Florida State University Team Promotes Transgender Equality
The struggle for transgender equality has recently been illustrated by the high-profile case of Gavin Grimm, a transgender teenager in Virginia. Grimm, who was assigned female at birth but has legally and medically transitioned to male, challenged a school board policy that was enacted to prevent him from using the boys’ bathroom. As advocacy groups across the nation weigh in on issues of transgender rights—and the courts considers whether existing law bars discrimination against Grimm and other transgender students—a team of FSU faculty, students, and alumni has been working to help ensure equality for transgender people.
The multidisciplinary group of social workers, lawyers, and medical professionals is working through the Institute for Family Violence Studies at the College of Social Work (the IFVS). Last fall, the FSU team began to work with Lambda Legal, a renowned civil rights organization that fights to secure recognition of LGBTQ people’s equal dignity. Lambda Counsel Tara Borelli served as one of the coordinator of the amicus, or “friend of the court” briefs in support of Gavin Grimm at the U.S. Supreme Court. (The justices recently sent the case back down to the lower court for further consideration in light of the Trump administration’s opposition to federal protections for transgender rights.) She worked with FSU faculty and students at the Institute, as well as the Colleges of Social Work, Medicine and Law. These students and faculty members assisted Lambda with background research for a number of the amici briefs. These included the medical, law enforcement, and anti-domestic and sexual violence briefs that will help the Court understand the needs of transgender children and youth. As Kirsten Castillo, CSW 2016, emphasized, “We offered to do whatever we could to help.”
"FSU’s Institute team came on board early to help with the research and gathering signatories.
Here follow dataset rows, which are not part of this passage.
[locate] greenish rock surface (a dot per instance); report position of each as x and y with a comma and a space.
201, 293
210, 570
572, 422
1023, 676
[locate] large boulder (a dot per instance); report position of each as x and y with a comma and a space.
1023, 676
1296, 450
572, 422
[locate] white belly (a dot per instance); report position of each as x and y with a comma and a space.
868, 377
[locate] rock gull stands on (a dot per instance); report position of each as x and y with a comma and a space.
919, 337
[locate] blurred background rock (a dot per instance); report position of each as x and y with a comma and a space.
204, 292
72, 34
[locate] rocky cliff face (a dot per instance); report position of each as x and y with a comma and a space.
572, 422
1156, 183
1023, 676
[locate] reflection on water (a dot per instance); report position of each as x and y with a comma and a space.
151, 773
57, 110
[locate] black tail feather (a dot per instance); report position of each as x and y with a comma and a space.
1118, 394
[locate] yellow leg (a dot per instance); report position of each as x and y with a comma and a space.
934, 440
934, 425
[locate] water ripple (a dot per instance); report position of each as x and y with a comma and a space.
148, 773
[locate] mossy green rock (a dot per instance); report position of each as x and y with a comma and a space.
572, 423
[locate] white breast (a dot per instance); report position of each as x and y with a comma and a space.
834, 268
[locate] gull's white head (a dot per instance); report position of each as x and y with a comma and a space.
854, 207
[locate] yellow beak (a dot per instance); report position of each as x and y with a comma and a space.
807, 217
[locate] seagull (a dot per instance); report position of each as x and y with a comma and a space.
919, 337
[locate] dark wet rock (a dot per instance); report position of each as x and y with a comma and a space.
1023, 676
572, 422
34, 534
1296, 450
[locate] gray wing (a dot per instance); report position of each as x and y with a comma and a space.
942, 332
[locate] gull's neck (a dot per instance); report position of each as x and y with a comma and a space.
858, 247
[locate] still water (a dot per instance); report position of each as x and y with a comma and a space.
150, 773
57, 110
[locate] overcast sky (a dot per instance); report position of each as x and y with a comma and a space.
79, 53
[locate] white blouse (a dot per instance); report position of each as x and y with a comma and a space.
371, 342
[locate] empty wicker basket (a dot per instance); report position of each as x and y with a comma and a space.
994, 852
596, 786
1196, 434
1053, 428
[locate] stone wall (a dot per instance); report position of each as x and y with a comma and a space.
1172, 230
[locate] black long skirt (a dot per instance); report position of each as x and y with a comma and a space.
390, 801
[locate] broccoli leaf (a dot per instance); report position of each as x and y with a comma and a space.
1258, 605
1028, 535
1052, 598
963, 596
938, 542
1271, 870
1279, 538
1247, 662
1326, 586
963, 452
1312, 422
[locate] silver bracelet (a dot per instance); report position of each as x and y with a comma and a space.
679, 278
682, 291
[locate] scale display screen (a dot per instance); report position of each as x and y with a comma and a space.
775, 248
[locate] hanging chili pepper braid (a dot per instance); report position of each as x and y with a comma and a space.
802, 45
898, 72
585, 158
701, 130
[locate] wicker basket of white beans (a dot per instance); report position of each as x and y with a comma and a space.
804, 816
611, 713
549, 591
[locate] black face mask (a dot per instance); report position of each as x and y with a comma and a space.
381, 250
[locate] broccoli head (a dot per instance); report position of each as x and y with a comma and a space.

It was so gratifying to have the support of the enthusiastic and dedicated faculty and students who wanted to assist with our team's efforts to stand with the transgender community," said Lambda’s Borelli.
The IFVS’s Social Work students researched studies about the importance of providing—and the dangers of not providing—support to transgender children. Ember Urbach, MSW, a 2013 FSU graduate who now works at the University of Kansas, said about the project: "I volunteered to help because social workers want to improve the lot of vulnerable and marginalized groups. We're advocates. I worked in the Institute when I was a student, and I'm so proud that FSU is continuing to fight for those who have no voice." The Institute’s team also contributed to a law enforcement brief by inviting various partners of FSU’s Law Enforcement Family Partnership to lend their support as signatories. That brief emphasized that transgender individuals are not a physical threat to others. Suzanne Leonard Harrison, MD, Professor of Family Medicine & Rural Health at the College of Medicine, and medical student Alan Chan contributed research on the medical issues pertaining to transgender children. The American Medical Women’s Association, for which Harrison serves as President, was also a signatory to the medical brief about health issues affecting transgender individuals. Students at the College of Law conducted legal research in support of transgender children. Law student John Edwards believes that “this research group is putting legal principles into action. Laws are not just abstract ideas; they are living tools, and they can change as society changes.”
Under President Obama, the Department of Education and the Department of Justice issued a letter in 2016 affirming that under Title IX—a federal civil rights law which prohibits discrimination on the basis of sex—schools must treat students consistent with their gender identity. After the Trump administration rescinded that federal guidance last month, President Thrasher responded affirming FSU’s commitment to transgender equality:
This federal action has no impact on FSU’s commitment to support and protect transgender people on our campuses…All members of our community are free to use a restroom that aligns with their gender identity…Our commitment to this work will not be deterred and our efforts to ensure diversity and inclusion will continue… Again, I want to assure transgender members of the campus community of our unwavering support for you.
The IFVS team was energized by and extremely proud of President Thrasher’s dedication to transgender students and to safeguarding their safety in our community. The team is continuing the work begun with Lambda by developing a new large data set of the voices of children and youth regarding their attitudes about transgender and non-binary classmates. The voices of these young people are drawn from thousands of digital high school newspapers representing all 50 states. The data will constitute an invaluable resource for policymakers moving forward as they make decisions that will affect transgender youth. College of Social Work Dean Jim Clark said, "In the tradition of the Institute, we're examining a critical social justice issue with the understanding that our law and society must continually evolve toward a more inclusive conception of dignity and equality. Our young people are at the forefront of this evolution, and I'm confident that the law will eventually catch up to them." Ann Perko, Director of Special Projects at the IFVS, agreed: “Generation Z [the 13-20 age group] thinks very differently about LGBTQ issues than other generations. These kids are much more accepting and less afraid of people who are different.”
Karen Oehme, Director of the IFVS said “Our modest team is in the background, doing what we can. But we are committed to ensuring that President Thrasher’s statement of unwavering support for transgender students’ safety and inclusion becomes a reality across the state and nation.”